Hillary Melts Down as Hope Evaporates

Like a little girl whose Chief Executive Barbie is falling from her fingertips into the sea, Hillary Clinton’s presidential ambitions are slipping tragically from her grasp. This may explain her increasingly unhinged behavior, which would be bad enough were she winning. To lose the Democratic nomination this way, however, is particularly pathetic.

*Consider her campaign’s reported peddling of a photo of Senator Barack Obama in traditional Somali clothing. Emerging soon before Tuesday’s Texas and Ohio primaries, this was more than a zany picture of an exotically dressed politician, like that of Clinton herself touring Vietnam in a sloped hat. This 2006 photo, snapped during a five-nation African fact-finding mission, could ignite suspicions that Obama is a closet Muslim, a turban-clad terrorist sympathizer, or that other surprises may lurk just beneath his black skin.

Team Clinton could have stamped out any suspicions they were behind this, just as forcefully as Team McCain doused the New York Times’ front-page “news story” asserting inappropriate ties between him and a female lobbyist. McCain’s top staffers and surrogates immediately denounced this gossip on TV and online. McCain personally rejected these allegations at a 9:00 AM press conference. By Noon, these accusations were extinguished, and the Old Gray Lady’s dwindling reputation was reduced to cinders.

Hillary Rodham Clinton’s team quickly could have refuted the Drudge Report’s claim that they e-mailed this photo while writing: “Wouldn’t we be seeing this on the cover of every magazine if it were HRC?”

Instead, a senior Clinton staffer told Fox News Monday: “There are 700 people in our organization. We can’t be sure it didn’t come from us.” Clinton later said, “I know nothing about it.”

This would be more plausible if this were the Clinton Camp’s first suspected anti-Obama smear. Alas, as Obama’s political guru David Plouffe observed, “This is part of a disturbing pattern that led her county chairs to resign in Iowa, her campaign chairman to resign in New Hampshire, and it’s exactly the kind of divisive politics that turns away Americans.”

*At a February 21 debate, Clinton seemed especially conciliatory toward her rival. “I am honored to be here with Barack Obama,” she said, shaking his hand. “I am absolutely honored.”

Two days later in Cincinnati, she came undone.

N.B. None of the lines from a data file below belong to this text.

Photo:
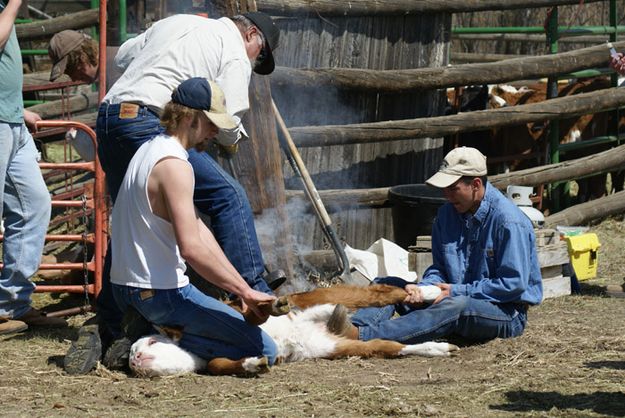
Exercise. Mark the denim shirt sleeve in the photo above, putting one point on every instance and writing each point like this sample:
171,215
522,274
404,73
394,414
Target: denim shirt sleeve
512,248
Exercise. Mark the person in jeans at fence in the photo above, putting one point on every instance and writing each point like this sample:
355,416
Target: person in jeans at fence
24,198
484,263
179,47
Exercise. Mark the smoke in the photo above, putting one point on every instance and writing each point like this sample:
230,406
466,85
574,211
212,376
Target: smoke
279,240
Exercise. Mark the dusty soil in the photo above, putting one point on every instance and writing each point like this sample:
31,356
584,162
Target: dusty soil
569,362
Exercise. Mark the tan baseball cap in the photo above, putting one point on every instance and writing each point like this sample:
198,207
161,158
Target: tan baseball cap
459,162
60,46
203,94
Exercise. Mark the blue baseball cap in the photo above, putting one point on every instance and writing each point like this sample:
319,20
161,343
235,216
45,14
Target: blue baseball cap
202,94
271,33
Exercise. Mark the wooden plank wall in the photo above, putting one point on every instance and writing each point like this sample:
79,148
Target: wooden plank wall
360,42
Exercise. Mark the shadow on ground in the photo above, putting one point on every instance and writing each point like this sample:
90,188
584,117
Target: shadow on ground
607,403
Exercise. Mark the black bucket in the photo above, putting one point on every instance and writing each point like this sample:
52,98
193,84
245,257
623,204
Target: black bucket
414,209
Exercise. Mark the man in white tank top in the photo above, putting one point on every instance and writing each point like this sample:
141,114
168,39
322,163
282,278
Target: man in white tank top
155,229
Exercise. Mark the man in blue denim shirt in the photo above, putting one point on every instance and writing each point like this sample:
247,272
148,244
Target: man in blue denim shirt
484,263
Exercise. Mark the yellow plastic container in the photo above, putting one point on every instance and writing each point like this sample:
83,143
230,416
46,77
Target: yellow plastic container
584,253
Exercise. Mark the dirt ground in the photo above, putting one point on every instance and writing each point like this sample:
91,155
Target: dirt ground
569,362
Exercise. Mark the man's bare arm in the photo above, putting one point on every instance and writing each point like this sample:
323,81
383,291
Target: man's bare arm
201,251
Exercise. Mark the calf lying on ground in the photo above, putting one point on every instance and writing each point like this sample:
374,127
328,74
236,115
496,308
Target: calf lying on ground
299,335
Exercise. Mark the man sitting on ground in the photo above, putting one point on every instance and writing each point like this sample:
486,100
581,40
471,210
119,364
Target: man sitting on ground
484,262
156,229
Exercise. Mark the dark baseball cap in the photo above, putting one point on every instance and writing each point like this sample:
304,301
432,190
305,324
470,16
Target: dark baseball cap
60,46
202,94
272,37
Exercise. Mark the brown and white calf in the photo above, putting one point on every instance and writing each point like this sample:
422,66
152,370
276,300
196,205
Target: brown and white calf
300,334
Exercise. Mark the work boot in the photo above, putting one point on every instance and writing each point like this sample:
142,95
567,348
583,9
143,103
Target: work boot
85,352
36,318
10,326
339,323
134,326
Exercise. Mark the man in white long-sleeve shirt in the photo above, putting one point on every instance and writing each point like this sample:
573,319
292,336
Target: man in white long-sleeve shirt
175,49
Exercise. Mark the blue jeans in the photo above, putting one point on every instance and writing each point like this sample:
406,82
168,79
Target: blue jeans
210,328
217,195
463,316
25,206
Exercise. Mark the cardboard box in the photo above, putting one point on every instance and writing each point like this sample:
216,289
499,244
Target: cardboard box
584,252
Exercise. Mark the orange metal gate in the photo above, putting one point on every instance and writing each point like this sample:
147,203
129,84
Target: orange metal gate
91,197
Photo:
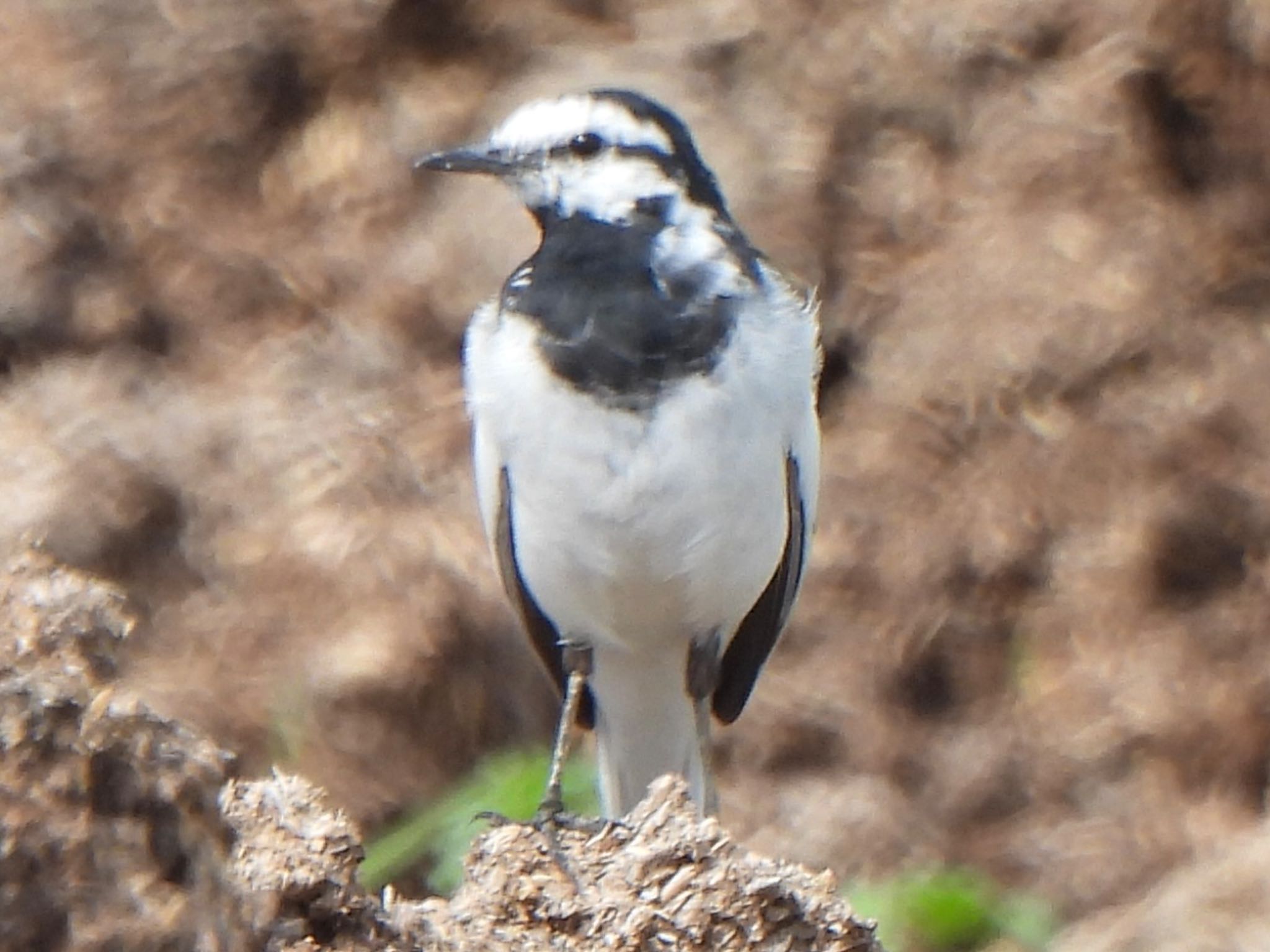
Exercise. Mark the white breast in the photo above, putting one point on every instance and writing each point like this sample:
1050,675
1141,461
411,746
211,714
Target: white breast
634,530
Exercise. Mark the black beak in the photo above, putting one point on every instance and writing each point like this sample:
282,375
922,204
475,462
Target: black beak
479,161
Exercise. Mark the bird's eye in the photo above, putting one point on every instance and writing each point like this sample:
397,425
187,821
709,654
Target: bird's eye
586,145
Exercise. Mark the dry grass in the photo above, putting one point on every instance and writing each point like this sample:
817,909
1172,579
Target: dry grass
1034,631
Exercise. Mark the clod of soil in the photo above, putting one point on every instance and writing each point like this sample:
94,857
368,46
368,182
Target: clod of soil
122,829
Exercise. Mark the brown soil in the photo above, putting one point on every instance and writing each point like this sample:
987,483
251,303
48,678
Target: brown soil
1034,632
122,829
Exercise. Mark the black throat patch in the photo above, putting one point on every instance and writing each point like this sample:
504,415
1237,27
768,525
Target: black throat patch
607,325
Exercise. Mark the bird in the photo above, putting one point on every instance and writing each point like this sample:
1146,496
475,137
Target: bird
643,402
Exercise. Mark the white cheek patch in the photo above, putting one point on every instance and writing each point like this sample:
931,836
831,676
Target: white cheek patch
609,188
553,122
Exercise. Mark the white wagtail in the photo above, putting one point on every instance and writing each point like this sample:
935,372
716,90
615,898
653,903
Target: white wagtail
644,432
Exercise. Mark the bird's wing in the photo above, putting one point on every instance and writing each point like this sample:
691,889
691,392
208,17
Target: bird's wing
543,632
757,633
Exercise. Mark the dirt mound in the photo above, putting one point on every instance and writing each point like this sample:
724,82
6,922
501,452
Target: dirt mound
1033,638
120,829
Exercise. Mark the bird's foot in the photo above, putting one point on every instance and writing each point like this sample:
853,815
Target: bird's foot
551,815
549,818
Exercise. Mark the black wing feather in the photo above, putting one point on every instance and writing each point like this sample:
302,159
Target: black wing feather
543,632
757,633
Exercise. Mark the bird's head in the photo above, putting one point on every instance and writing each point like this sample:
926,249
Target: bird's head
609,154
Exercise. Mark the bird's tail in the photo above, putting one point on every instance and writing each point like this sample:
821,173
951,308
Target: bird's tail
644,728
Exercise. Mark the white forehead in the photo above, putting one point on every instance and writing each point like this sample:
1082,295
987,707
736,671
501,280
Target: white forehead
553,122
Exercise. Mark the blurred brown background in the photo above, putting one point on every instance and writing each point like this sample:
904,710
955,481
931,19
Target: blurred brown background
1036,637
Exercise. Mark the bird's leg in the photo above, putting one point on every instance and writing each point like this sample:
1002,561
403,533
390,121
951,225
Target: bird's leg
703,678
577,666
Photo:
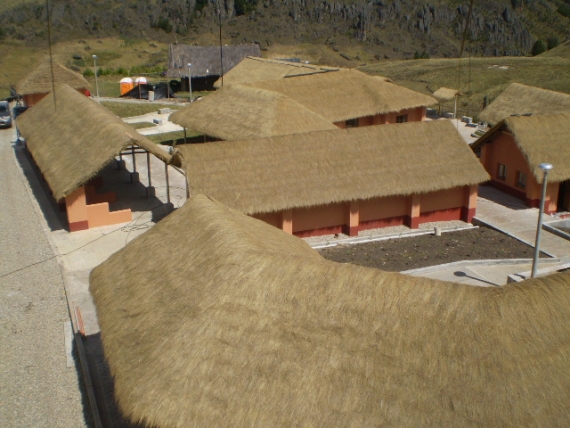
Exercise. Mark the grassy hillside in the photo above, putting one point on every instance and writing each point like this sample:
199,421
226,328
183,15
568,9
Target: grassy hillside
17,59
477,77
10,4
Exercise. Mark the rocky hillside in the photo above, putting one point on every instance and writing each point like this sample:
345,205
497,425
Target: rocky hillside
375,29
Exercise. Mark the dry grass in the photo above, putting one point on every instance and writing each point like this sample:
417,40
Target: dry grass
323,167
489,76
82,137
130,109
214,319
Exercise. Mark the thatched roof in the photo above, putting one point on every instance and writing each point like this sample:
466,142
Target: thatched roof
238,112
205,60
347,94
235,324
540,139
446,94
39,81
523,99
72,143
316,168
253,69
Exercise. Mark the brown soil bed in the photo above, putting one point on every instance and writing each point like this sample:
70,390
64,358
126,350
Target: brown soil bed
396,255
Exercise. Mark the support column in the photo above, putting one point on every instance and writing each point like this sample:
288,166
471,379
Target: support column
134,174
287,221
469,203
167,183
353,221
150,192
414,210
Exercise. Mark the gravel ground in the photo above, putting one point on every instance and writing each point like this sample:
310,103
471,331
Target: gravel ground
37,389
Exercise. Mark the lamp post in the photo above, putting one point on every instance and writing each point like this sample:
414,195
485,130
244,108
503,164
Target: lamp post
545,167
95,66
190,79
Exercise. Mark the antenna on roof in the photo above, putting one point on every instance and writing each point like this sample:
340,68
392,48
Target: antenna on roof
50,55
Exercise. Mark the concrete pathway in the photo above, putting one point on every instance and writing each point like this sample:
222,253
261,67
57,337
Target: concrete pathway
485,273
509,215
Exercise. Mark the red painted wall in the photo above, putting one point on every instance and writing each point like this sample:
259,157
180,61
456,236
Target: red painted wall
452,204
502,149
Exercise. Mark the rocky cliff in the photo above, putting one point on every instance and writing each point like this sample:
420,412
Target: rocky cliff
399,27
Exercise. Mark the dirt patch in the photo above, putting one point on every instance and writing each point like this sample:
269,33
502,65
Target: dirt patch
396,255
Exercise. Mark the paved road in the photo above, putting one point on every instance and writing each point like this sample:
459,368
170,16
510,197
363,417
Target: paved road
37,388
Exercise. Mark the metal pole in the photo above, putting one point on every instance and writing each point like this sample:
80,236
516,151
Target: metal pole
148,167
190,79
545,168
134,159
167,183
96,82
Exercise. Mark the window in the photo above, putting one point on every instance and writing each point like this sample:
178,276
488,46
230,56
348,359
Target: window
521,180
352,123
502,172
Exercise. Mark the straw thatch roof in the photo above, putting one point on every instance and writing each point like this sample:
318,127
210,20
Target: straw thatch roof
446,94
323,167
253,69
39,81
540,139
205,60
347,94
239,112
72,143
523,99
235,324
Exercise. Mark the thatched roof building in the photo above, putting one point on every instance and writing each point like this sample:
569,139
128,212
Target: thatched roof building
540,139
253,69
239,112
446,94
519,99
73,137
235,323
39,81
323,167
347,94
205,60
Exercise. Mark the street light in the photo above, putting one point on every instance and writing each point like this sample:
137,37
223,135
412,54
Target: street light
95,65
545,167
190,79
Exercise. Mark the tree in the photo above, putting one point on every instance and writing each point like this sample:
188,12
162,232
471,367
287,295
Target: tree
552,42
538,48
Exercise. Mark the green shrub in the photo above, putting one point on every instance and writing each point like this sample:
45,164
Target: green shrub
564,10
538,48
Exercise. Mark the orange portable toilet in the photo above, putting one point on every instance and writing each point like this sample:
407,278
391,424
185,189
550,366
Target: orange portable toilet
126,84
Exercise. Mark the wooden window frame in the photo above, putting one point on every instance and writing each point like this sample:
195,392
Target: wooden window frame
352,123
521,180
501,171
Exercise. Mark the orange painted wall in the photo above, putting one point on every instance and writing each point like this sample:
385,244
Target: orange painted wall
442,200
503,150
323,216
381,208
274,219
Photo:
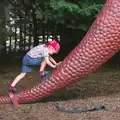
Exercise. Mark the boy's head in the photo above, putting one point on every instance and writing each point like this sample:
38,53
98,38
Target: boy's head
53,47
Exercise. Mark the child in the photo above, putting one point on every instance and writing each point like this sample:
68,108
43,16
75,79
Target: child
39,55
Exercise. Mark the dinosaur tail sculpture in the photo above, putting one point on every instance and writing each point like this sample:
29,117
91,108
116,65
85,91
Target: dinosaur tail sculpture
101,42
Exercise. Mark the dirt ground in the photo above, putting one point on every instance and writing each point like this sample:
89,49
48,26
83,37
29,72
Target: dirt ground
99,88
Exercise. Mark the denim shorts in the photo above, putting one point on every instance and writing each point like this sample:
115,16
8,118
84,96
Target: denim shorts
28,63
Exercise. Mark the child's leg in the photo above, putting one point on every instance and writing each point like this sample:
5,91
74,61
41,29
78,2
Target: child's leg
17,79
42,67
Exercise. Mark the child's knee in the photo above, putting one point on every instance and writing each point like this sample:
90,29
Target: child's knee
43,62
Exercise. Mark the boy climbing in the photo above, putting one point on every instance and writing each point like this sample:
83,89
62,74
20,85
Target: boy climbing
39,55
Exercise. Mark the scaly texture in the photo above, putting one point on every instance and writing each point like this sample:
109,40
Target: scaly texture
101,42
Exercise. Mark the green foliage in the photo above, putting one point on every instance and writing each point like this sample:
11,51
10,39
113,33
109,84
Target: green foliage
67,13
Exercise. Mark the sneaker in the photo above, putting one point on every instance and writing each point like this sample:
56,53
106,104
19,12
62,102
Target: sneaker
13,90
44,73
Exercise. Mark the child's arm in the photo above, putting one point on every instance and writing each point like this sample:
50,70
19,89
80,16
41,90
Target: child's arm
52,60
50,63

“Shame on you, Barack Obama!” Clinton snapped. Like a diesel-powered dental drill, she squealed: “Enough with the speeches, and the big rallies, and then using tactics that are right out of Karl Rove’s playbook.”

Clinton somehow suddenly discovered leaflets that Obama’s campaign has mailed out for weeks in Ohio. She complained that Obama portrayed her as pro-NAFTA, though she now says she wants the pact renegotiated or scrapped.

Obama’s perspective is correct.

“I think everybody is in favor of free and fair trade,” Hillary Clinton said in 1996. “I think NAFTA is proving its worth.”

In her 2003 book, “Living History,” Clinton warmly calls NAFTA one of her husband’s “legislative victories.”

“I think, on balance, NAFTA has been good for New York and America,” she said in 2004.

Obama finds Clinton’s malleability on NAFTA puzzling.

“She has essentially presented herself as co-president during the Clinton years,” he said. “So, the notion that you can selectively pick what you take credit for and then run away from what isn’t politically convenient, that doesn’t make sense.”

*As columnist Robert Novak reports, “Clinton insiders want to spread the message that Obama represents the radical left-wing politics of George McGovern’s 1972 candidacy, which won only one state.” Clinton insider Harold Ickes told journalists Monday — the New York Daily News noted — “had superdelegates been at the ’72 convention they may have had a different assessment about George McGovern.”

This disrespect for McGovern rings hypocritical, since Hillary Clinton and her then-boyfriend, Bill, campaigned for McGovern in Texas in 1972.

“I think that if we can elect her president, she’ll be a greater president even than her brilliant husband,” McGovern said when he endorsed Hillary Clinton last fall.

Polls show Texas and Ohio voters cooling toward Clinton. They clearly see what now is beyond disguise: The big ideas fueling Hillary Clinton’s candidacy are blonde ambition, an unbecoming sense of entitlement, and a thirst for power that all the Gatorade in Gainesville could not quench.